Au sein de l’établissement, les professeurs d’EPS se disent écoutés lors des conseils de classe, plus en collège et LP (95%) qu’en Lycée (90%). Ils sont impliqués dans la vie de l’établissement, davantage en collège et LP, qu’en lycée, et dans des projets disciplinaires mais plus en collège qu’en lycée. Ils sont professeurs principaux plus souvent en collège ( 83%) qu’en lycée ( 65%)
Le Conseil d’enseignement se réunit régulièrement (63% en collège, 65% en LP, 61% en lycée).Un projet pédagogique EPS existe dans la quasi totalité des établissements (95%) et presque toujours en cohérence avec le projet d’établissement (94%). Malgré cela, les enseignants éprouvent un certain malaise et quand on leur demande ce qu’ils voudraient voir évoluer dans leur discipline, un tiers d’entre eux souhaite une plus grande reconnaissance de leur discipline, une prise de conscience au plus haut niveau de l’importance de l’EPS.

Côté élèves

Garçons et filles ont une représentation positive de l’EPS : 68% ont du plaisir à pratiquer des activités physiques et sportives. Les cours d’EPS leur permettent de rester en bonne santé (68%), de se défouler (64%), de s’épanouir et de se sentir bien (54%).
L’EPS leur permet aussi d’acquérir des connaissances sur les activités physiques et sportives pratiquées (54%), d’acquérir des techniques sportives pour leurs futurs loisirs (39%), de s’entretenir physiquement (36%), de mieux connaître les autres (31%), de se préparer à un futur métier (12%).
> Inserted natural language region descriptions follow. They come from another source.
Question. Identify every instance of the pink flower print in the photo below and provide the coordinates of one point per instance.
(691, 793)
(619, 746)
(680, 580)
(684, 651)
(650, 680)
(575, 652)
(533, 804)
Seuls 4% des élèves ont retenu l’item « perdre du temps à faire des efforts inutiles ».
Pour les élèves, deux heures hebdomadaires sont insuffisantes. 57% des élèves qui ont cet horaire voudraient plus d’heures contre 40% qui s’en accommodent. A horaire égal, les filles sont en général plus souvent satisfaites de leur situation (57%) que les garçons (37%). Les plus mécontents sont les élèves qui déclarent faire 5 heures d’EPS : ils sont 63% à estimer cette durée insuffisante.

Si l’EPS était facultative, la très grande majorité des élèves continuerait à participer aux cours. C’est à partir de la première du lycée toutefois que les réponses des garçons et des filles diffèrent : 17% des filles contre 11% des garçons déclarent qu’ils n’en feraient plus. En première année de BEP, elles sont 22% contre 9% des garçons. En 2e année, elles sont 30% et les garçons 13%. On retrouve ainsi bien marqué le moindre goût des filles, notamment en LP pour les activités sportives telles qu’elles leur sont proposées.